What went wrong
On my LiveJournal entry announcing the ending of my marriage to Erika, an anonymous commenter asks:
I am crossposting my response here.Sorry to ask but reflecting back on the article
http://fling93.com/blog/archives/culture/2004/on_marriage.html
I am thinking that maybe this wasn't the correct marriage. If so, what do you think is the mistake that you made that should be a lesson in falling for a marriage that shouldn't have existed in the first place?
No problemo. I've been thinking about how to update that article, but I think there are still questions to resolve before I make a decision on what exactly to change.
One of the questions is whether or not it was really a wrong marriage. I've been struggling with that question a lot on this journal (much of that is friends-locked). Part of me does think it might have been a wrong marriage, but right now, Erika and I seem to be leaning towards the view that it was a marriage that was right for its time but isn't any longer. People grow and change. Although I specifically had us wait until we were both over 25 to try and minimize this, we both ended up changing and growing quite a bit, largely due to the encouragement of each other.
I don't know what implications this has for marriage. Personal growth is one of the wonderful benefits of marriage, but it carries an inherent risk to the relationship. I don't think there is any way to ensure that the growth occurs in the same direction, because growth is inherently hard to predict (it's affected by your environment, after all, which includes your partner). I thought age would take care of it, but obviously, that isn't sufficient. So at the moment, the economic geek in me likes the idea of short-term renewable contracts that handfastings often use. But this strikes me as kind of a flip answer in reaction to our divorce, so I'm holding off on fully advocating that.
Of course, that isn't the main reason our marriage failed. We definitely made mistakes. Those too, have been documented at length in friends-locked posts, but the main one was that we both let the relationship develop way too fast. This largely stemmed from the fact that Erika was my first ever girlfriend. And I latched onto her and didn't want to let go. And as she had never had a relationship this serious, she went with it. But without the necessary time and space to really gauge what was going on, we both quickly believed we were soul-mates, and brushed aside concerns and troubles as being minor obstacles that we surely would be able to fix with no problem. One of those obstacles was the issue of whether to have kids. So Mistake #1: getting too caught up in a new relationship to give enough time and space to really process what's going on.
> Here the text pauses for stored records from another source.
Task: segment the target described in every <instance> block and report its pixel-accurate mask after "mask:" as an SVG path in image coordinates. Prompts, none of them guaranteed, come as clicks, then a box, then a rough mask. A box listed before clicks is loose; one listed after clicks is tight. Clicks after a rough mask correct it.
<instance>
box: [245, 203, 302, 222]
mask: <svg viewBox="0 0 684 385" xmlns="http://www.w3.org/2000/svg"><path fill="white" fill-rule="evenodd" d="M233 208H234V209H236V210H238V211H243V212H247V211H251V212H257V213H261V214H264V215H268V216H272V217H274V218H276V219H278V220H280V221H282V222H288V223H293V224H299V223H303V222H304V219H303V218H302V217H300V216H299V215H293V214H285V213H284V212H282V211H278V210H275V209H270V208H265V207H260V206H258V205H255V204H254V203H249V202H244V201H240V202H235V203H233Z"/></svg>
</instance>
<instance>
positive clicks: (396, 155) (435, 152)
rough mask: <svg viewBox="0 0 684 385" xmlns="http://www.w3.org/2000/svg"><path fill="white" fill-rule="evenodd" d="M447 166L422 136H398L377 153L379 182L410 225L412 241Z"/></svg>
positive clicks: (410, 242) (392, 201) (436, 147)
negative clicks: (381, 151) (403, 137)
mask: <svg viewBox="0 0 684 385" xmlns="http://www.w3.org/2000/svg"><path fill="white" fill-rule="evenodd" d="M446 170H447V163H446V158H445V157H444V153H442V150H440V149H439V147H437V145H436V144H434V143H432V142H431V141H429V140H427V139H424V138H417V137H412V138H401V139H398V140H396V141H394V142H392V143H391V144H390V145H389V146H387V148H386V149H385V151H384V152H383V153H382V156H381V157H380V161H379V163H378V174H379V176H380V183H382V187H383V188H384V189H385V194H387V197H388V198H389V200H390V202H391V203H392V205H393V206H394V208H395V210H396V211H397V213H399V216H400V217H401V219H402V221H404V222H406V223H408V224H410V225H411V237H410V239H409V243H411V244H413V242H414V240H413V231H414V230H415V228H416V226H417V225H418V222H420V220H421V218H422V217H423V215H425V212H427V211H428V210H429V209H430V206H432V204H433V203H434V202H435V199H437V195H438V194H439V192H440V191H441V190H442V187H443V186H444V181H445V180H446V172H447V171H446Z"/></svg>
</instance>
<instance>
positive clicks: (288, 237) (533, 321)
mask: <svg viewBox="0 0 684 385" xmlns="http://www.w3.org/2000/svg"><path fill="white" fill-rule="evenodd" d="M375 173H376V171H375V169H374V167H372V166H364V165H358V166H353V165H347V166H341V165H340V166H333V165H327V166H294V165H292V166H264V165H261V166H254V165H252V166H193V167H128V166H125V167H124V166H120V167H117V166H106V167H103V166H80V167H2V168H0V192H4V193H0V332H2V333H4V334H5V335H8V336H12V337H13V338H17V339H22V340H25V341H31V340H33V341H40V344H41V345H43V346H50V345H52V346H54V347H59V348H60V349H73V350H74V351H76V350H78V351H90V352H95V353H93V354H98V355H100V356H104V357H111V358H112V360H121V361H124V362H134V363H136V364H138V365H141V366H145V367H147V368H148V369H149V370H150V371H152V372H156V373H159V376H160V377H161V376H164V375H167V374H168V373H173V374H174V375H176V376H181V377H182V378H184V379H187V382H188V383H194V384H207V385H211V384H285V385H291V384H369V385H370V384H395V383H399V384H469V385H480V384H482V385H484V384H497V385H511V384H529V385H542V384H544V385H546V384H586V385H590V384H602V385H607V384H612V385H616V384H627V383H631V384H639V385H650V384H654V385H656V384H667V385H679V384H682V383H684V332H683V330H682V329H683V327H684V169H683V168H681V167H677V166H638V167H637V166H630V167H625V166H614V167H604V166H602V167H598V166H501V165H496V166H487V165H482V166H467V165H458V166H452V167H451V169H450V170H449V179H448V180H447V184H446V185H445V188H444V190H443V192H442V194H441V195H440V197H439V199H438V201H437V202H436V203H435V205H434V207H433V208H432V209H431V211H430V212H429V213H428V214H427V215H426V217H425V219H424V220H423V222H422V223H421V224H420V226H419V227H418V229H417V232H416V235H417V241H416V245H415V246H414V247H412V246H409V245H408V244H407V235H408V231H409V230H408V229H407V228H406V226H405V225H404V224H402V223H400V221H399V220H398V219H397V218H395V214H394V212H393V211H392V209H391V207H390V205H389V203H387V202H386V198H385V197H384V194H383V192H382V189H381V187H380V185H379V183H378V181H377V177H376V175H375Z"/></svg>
Another reason I latched onto her was the fact that I was very depressed at the time I met Erika. My parents (particularly my mother) did express concern about this when it became clear that we were getting serious, but I didn't pay them much heed. And yes, that was a mistake. Two mistakes, really. Mistake #2: trying to enter a serious relationship while not being in a healthy mental state. Everybody knows that one. I guess we just thought we were different and special. Mistake #3: not listening to my parents -- at all. Erika was not Taiwanese or Asian, so I knew they wouldn't like her, and decided I wouldn't listen to them, and as I was financially independent and we were paying for the wedding ourselves, it was pretty easy for me to not listen.
Another mistake, albeit relatively minor, was that Erika didn't clearly communicate to me her emotional needs, and I took advantage of this by leaning upon her emotionally a lot more than I should have. I could say that I just didn't know any better, but I should have realized that everybody has emotional needs, and so the fact that she wasn't expressing hers should've tipped me off that she was withholding something.
Although that was an issue that was quickly identified and mostly resolved during couples therapy, there were a few other mistakes in that same vein, where she or I didn't fully communicate something for fear of hurting or burdening the other. We had both prided ourselves on our communication as a couple, so this was a bit jarring for us to discover. And really, the reason we were so scared to communicate some of these things were because we knew they were relationship-threatening. The kind of things we swept under the rug cuz things developed too fast. Mistake #4: ignoring relationship-threatening issues. You're better off bringing them up, no matter how painful that may be, because they don't just go away.
Those were the main ones. But despite these mistakes, I'm still not sure we'd have been better off not marrying. I believe more and more that things happen for a reason, including our mistakes. After all, I don't think either of us would have gone back to school if not for our marriage.
Anyway, hope that answered the question and/or was useful. I'm still working through it all, and may come up with some more later. And maybe Erika will add to this list as well.